The extradition of Michael Misick, who resigned in 2009 after a Commission of Inquiry led by a retired British judge claimed to have found “clear signs” of systemic corruption, has been approved by Brazil’s supreme federal court in Rio de Janeiro, where the islands’ former leader has been living.
His extradition comes 19 months after Interpol issued an international warrant for his arrest, in response to his failure to meet with investigators looking into allegations that the playboy premier benefited to the tune of millions of dollars from the illicit sale of Crown land in the TCI.
He was seized at Rio’s airport in December last year, attempting to board an internal flight to Sao Paulo, after making an unsuccessful application to the Brazilian government for political asylum. Britain applied for his extradition in January.
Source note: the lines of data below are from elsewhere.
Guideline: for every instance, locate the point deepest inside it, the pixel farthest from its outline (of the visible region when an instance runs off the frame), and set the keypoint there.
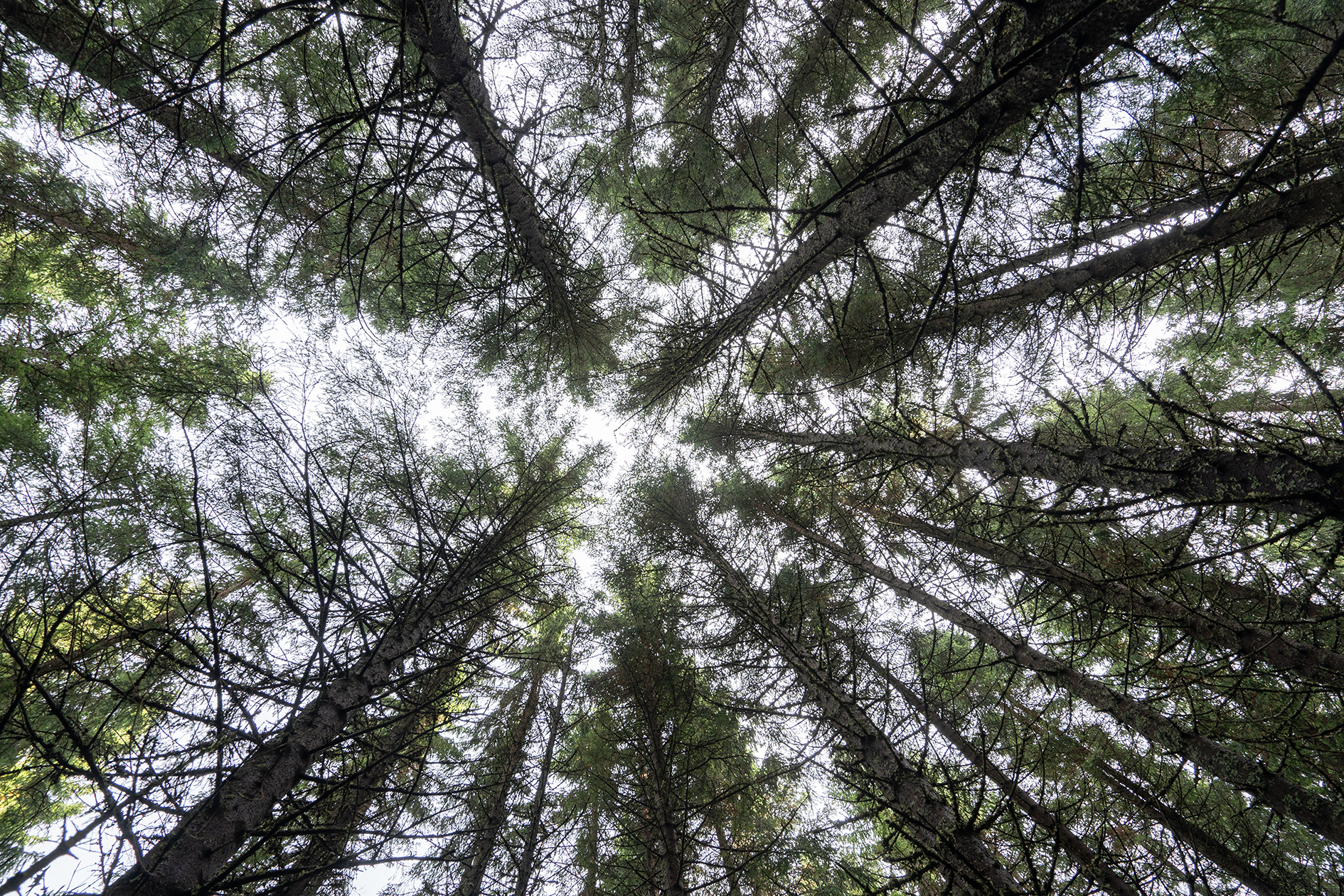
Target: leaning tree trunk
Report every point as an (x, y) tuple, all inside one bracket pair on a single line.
[(402, 746), (1022, 68), (1207, 626), (734, 22), (927, 818), (436, 30), (1320, 814), (496, 813), (1089, 863), (1197, 476), (534, 828), (1146, 804), (1308, 206)]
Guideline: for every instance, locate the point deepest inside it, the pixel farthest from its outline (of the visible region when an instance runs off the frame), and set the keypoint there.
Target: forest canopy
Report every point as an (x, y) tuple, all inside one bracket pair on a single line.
[(816, 448)]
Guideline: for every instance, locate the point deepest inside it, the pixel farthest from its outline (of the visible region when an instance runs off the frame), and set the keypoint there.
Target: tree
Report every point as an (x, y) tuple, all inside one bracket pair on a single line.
[(1001, 554)]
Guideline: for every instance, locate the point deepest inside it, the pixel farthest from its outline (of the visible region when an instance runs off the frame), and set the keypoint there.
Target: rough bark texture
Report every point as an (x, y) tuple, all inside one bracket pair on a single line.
[(1206, 844), (730, 870), (1198, 476), (925, 816), (735, 21), (194, 853), (1087, 860), (496, 811), (1320, 814), (159, 624), (437, 33), (1312, 205), (1276, 649), (543, 777), (402, 745), (1025, 66), (1200, 199), (89, 50)]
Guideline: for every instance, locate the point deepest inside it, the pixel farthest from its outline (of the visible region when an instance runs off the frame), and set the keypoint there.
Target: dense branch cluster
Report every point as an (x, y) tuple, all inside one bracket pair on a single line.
[(977, 518)]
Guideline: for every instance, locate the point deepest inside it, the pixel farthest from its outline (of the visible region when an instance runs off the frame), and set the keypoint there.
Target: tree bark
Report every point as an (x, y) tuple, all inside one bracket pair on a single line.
[(1008, 81), (925, 816), (87, 48), (534, 828), (401, 746), (1276, 649), (1307, 206), (1199, 476), (1298, 167), (191, 856), (1089, 863), (1202, 841), (632, 58), (735, 21), (437, 33), (498, 811), (671, 863), (1321, 816)]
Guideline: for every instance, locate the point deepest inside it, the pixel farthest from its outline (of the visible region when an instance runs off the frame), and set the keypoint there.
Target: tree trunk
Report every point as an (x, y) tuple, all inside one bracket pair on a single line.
[(1089, 863), (1015, 74), (735, 21), (668, 843), (1276, 649), (498, 811), (85, 48), (963, 858), (1307, 206), (401, 746), (534, 829), (1203, 198), (191, 856), (730, 870), (1320, 814), (632, 58), (1199, 476)]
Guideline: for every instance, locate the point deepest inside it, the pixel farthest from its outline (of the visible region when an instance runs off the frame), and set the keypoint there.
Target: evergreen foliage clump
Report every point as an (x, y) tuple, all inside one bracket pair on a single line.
[(975, 516)]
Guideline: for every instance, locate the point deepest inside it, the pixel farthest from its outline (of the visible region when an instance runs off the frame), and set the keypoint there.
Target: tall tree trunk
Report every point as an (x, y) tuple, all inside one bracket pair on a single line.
[(1323, 816), (1312, 205), (534, 828), (437, 33), (671, 863), (1143, 801), (594, 852), (496, 813), (1089, 863), (84, 46), (1019, 70), (1199, 476), (632, 60), (401, 746), (436, 30), (1203, 198), (1276, 649), (925, 817), (730, 868), (191, 856), (734, 22)]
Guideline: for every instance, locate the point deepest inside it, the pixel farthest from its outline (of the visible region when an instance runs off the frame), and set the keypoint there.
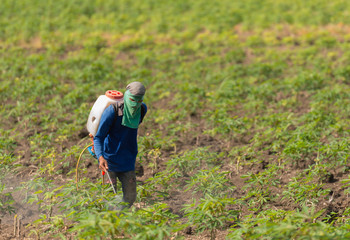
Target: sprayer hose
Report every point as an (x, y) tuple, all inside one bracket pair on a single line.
[(76, 169)]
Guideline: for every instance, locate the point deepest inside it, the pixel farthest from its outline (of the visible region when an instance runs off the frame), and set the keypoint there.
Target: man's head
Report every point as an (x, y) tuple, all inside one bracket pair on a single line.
[(133, 97), (136, 88)]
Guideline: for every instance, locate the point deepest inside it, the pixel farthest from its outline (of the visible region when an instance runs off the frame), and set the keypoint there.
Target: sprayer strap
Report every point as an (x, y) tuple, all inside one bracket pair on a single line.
[(118, 110)]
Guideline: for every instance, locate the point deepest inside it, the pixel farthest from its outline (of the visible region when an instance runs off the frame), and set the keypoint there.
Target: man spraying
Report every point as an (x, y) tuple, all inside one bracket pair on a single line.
[(115, 142)]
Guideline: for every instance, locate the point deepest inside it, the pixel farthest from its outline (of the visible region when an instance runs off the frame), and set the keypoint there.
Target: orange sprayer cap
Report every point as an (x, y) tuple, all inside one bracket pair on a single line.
[(114, 94)]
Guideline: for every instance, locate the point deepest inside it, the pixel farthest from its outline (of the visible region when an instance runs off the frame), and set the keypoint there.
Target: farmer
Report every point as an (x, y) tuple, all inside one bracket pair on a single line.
[(116, 140)]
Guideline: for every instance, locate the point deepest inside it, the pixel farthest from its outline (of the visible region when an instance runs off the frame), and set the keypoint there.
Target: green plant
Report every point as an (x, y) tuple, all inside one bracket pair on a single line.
[(211, 213)]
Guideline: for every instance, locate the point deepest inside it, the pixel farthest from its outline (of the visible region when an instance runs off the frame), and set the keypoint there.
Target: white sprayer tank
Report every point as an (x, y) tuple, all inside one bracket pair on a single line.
[(102, 102)]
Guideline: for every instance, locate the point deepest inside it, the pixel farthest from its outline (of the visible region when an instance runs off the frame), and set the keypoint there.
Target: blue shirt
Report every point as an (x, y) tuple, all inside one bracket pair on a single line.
[(115, 142)]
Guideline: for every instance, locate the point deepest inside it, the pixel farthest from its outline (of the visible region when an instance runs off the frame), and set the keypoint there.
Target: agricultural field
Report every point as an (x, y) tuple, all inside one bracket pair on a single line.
[(247, 130)]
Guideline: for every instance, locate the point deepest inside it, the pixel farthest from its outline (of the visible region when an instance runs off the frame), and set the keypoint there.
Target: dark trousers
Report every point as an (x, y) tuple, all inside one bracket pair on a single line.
[(128, 180)]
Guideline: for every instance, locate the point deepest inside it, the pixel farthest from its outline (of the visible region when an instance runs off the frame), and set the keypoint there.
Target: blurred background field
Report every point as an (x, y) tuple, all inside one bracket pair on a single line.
[(246, 135)]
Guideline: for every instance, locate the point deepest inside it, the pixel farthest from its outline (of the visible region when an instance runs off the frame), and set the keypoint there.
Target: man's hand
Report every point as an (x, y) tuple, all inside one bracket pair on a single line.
[(103, 164)]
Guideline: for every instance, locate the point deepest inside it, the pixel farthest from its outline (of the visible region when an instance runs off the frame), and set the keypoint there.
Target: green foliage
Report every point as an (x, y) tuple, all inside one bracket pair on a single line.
[(252, 90), (211, 213)]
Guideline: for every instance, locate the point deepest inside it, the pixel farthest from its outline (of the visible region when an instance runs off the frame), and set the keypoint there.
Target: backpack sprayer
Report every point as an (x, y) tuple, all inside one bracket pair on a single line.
[(102, 102)]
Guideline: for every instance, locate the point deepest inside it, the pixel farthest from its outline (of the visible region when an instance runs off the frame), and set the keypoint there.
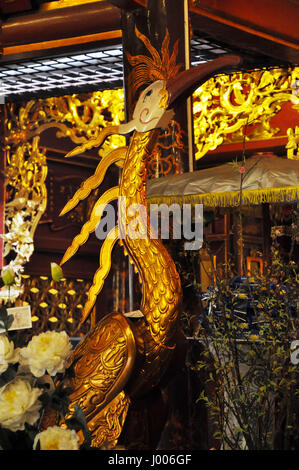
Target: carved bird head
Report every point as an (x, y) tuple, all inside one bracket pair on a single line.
[(153, 108)]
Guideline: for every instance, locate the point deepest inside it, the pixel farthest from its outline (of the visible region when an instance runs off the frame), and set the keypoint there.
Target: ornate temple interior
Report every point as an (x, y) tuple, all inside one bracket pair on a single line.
[(69, 69)]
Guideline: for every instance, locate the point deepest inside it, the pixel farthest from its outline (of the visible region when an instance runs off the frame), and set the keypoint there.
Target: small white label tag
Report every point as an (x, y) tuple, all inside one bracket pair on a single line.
[(134, 314), (22, 318)]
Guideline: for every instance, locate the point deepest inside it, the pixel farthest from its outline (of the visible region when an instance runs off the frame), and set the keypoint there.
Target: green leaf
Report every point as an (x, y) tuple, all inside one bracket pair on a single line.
[(78, 422)]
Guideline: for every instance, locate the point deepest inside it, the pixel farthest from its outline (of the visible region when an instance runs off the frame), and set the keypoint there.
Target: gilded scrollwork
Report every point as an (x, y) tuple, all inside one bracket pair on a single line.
[(226, 103), (79, 117)]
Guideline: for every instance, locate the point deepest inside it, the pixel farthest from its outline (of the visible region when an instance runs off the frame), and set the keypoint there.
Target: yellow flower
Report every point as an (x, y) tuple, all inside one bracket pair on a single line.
[(56, 438), (242, 296), (8, 355), (253, 337), (46, 352), (19, 404), (8, 275)]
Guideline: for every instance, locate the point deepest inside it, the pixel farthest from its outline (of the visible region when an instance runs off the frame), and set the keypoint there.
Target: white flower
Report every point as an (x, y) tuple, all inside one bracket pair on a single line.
[(46, 352), (8, 275), (56, 272), (19, 404), (56, 438), (8, 354)]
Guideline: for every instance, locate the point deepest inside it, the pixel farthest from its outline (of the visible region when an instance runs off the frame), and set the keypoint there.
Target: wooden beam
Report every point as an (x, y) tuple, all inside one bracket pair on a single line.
[(52, 25)]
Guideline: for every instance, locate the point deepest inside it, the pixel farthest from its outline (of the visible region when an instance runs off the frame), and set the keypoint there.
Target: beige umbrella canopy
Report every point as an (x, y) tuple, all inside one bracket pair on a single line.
[(262, 178)]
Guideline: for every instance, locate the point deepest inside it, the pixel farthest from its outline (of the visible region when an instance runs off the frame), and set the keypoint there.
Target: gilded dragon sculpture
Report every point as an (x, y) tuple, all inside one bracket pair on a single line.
[(123, 358)]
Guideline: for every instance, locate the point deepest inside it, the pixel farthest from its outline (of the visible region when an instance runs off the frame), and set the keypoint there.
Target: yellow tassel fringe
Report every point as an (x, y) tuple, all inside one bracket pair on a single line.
[(232, 198)]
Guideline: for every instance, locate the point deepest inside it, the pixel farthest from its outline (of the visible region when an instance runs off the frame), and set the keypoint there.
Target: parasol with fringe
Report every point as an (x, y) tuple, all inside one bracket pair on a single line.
[(262, 178)]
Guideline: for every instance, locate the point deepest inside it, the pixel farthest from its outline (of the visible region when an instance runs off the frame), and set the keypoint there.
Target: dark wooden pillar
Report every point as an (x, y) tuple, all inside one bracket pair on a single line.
[(172, 155), (2, 178)]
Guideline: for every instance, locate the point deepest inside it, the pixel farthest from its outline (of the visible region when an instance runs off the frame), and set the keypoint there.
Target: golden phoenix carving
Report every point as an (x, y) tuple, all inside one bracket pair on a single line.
[(123, 358)]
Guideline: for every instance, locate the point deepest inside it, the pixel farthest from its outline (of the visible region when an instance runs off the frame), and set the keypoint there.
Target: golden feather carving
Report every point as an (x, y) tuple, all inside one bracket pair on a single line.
[(115, 156), (95, 217)]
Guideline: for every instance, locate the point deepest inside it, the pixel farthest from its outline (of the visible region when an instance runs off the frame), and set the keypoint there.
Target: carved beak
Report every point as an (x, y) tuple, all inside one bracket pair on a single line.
[(186, 82)]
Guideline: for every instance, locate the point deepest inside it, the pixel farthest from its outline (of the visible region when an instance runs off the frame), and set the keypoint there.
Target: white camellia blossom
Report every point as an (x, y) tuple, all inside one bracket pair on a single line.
[(46, 352), (56, 438), (8, 354), (19, 404)]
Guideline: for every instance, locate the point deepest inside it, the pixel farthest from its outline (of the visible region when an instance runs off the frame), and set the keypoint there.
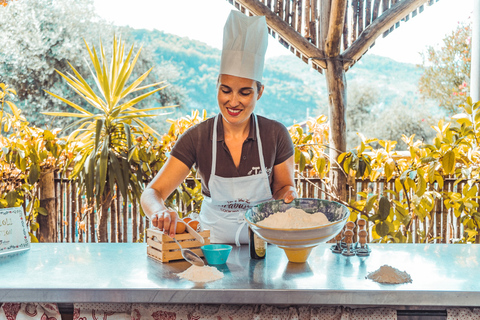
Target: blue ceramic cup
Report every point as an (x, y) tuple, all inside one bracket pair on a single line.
[(216, 253)]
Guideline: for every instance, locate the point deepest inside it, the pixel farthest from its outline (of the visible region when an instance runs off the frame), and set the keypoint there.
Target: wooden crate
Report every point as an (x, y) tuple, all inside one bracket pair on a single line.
[(164, 249)]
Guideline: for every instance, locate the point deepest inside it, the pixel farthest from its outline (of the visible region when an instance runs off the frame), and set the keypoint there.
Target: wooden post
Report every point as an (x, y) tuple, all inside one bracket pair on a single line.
[(47, 231), (106, 199)]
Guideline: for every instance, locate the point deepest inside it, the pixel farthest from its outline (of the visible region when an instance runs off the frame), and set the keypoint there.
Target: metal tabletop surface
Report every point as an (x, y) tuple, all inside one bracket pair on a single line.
[(443, 275)]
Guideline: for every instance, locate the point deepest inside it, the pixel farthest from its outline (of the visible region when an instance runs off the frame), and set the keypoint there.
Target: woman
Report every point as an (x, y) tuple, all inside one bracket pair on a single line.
[(242, 159)]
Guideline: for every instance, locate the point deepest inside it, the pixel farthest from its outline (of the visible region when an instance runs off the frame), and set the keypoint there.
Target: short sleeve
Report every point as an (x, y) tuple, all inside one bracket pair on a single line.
[(185, 147)]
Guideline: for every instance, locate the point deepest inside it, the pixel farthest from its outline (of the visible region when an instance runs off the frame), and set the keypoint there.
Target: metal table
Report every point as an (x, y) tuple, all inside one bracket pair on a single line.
[(443, 275)]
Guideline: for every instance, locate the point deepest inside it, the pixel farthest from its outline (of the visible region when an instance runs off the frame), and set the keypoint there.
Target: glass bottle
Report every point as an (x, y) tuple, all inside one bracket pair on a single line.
[(258, 246)]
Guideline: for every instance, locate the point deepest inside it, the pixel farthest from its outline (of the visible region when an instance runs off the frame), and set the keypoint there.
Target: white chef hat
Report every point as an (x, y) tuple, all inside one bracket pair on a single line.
[(245, 41)]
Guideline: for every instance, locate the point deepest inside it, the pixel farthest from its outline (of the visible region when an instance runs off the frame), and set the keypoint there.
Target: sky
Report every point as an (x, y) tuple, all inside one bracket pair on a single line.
[(203, 20)]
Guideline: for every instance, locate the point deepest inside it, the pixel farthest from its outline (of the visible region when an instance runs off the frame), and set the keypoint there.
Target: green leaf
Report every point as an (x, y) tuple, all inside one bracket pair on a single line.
[(11, 198), (98, 133), (34, 174), (421, 186), (448, 162), (382, 228), (383, 208), (302, 162), (42, 211), (118, 174)]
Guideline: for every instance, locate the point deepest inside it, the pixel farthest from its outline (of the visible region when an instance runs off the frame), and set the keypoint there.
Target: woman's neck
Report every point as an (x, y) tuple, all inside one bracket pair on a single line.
[(237, 131)]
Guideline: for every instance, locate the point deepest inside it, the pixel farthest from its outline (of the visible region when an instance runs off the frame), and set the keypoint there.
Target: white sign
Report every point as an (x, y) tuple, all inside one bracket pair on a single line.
[(13, 230)]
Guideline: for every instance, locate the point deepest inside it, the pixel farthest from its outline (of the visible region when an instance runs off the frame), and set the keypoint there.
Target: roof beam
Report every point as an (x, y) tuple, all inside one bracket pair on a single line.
[(288, 33), (335, 28), (378, 26)]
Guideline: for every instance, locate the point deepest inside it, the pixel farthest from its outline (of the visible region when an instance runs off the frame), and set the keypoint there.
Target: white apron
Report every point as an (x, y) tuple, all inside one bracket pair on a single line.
[(223, 212)]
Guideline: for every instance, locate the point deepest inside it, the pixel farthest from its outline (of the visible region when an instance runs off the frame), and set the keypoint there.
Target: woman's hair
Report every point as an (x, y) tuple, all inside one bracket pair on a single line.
[(258, 83)]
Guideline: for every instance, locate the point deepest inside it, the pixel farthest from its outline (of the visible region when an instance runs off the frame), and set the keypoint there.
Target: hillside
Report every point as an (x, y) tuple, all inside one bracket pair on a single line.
[(292, 89)]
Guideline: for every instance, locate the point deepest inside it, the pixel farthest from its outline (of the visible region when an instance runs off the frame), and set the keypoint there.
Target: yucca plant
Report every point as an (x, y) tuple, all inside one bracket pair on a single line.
[(105, 139)]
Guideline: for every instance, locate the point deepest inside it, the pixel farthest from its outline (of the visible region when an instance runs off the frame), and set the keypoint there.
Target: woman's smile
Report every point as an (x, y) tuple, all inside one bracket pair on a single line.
[(234, 112), (237, 98)]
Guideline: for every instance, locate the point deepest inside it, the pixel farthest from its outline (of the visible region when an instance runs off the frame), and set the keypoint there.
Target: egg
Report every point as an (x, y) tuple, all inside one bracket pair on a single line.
[(180, 227)]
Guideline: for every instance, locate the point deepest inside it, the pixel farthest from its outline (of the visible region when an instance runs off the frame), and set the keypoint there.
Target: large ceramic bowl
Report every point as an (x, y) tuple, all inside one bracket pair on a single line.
[(297, 243)]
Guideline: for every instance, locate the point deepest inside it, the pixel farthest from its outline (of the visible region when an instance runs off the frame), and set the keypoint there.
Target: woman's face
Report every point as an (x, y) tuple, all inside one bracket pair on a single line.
[(237, 98)]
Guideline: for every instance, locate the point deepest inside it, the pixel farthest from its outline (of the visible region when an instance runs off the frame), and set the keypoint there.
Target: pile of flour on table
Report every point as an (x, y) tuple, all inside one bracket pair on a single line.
[(201, 274), (387, 274), (294, 218)]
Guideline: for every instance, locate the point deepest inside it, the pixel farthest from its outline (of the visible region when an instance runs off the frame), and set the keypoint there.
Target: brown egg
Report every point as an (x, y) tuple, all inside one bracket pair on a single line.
[(194, 224), (180, 227)]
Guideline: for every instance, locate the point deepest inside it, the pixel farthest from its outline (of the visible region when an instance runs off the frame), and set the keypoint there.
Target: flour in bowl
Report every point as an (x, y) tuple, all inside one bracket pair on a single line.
[(294, 218), (201, 274), (387, 274)]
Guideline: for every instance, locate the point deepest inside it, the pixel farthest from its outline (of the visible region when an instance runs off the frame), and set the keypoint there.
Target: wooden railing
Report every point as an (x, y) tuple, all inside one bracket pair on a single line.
[(75, 223)]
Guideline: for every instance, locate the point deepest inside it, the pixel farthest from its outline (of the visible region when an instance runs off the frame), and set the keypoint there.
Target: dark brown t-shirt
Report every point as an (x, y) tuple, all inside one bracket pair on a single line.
[(194, 147)]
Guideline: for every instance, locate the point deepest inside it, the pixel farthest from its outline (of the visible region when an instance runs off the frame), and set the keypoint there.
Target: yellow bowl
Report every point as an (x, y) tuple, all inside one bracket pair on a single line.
[(298, 242)]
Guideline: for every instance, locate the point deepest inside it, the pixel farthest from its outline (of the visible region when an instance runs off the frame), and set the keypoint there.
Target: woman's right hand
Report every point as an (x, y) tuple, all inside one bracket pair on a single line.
[(166, 221)]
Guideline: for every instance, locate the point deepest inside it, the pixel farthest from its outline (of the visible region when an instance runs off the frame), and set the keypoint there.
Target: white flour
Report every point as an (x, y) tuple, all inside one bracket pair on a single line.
[(294, 218), (387, 274), (201, 274)]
“The decision of the Brazilian Courts today to extradite Michael Misick is welcome as it is in the best interests of the TCI that allegations of wrongdoing are thoroughly investigated. Michael Misick’s lawyers vigorously opposed his extradition, but after hearing arguments on both sides the court was unanimous in its decision,” said Huw Shepheard, the islands’ attorney-general, yesterday.
“Arrangements will be made to return him to the TCI as soon as possible. He faces trial in the TCI supreme court on a number of serious charges relating to corruption and maladministration in the TCI during his time in office.”
Misick, 47, was premier of the TCI – a British Overseas Territory in the Caribbean – from 2003 to 2009. The Queen is the official head of state and the governor – currently Peter Beckingham – her official representative.
Misick’s departure from office came after a commission of inquiry convened by the UK parliament reported that it had found “information in abundance pointing to a high probability of systemic corruption and/or serious dishonesty ... together with clear signs of political amorality and immaturity, and of general administrative incompetence” within the TCI government. Misick denies the accusations.
The commission recommended a criminal investigation into Misick and others, including four of his former cabinet ministers, and prompted the Foreign Office to take the drastic step of suspending parts of the territory’s constitution, dissolving its government and handing power to its then resident governor, Gordon Wetherell.
Democratic rule was restored in November last year, after Misick’s Democratic National Party, under Dr Rufus Ewing, won new elections.
Initially seen as a political star whose leadership took the TCI to new economic heights, stepping up tourism and attracting billions of dollars in investment, Misick courted suspicion and controversy with his extravagant lifestyle and business deals.
British investigators have examined tens of thousands of documents that allegedly throw light on how the man who came to office in 2003 with declared assets of just $50,000, (£31,000) amassed an estimated fortune of $180 million, toured the world on private jets, built himself a $15m mansion serviced by an army of staff who cost $500,000 a year to employ, and spent $221,000 in one year alone on water for his swimming pool.
His wife, American sitcom actress LisaRaye McCoy, from whom he is now divorced, told the inquiry that prior to their marriage, Misick regularly paid $100,000 to fly her back and forth between the islands and her Hollywood home.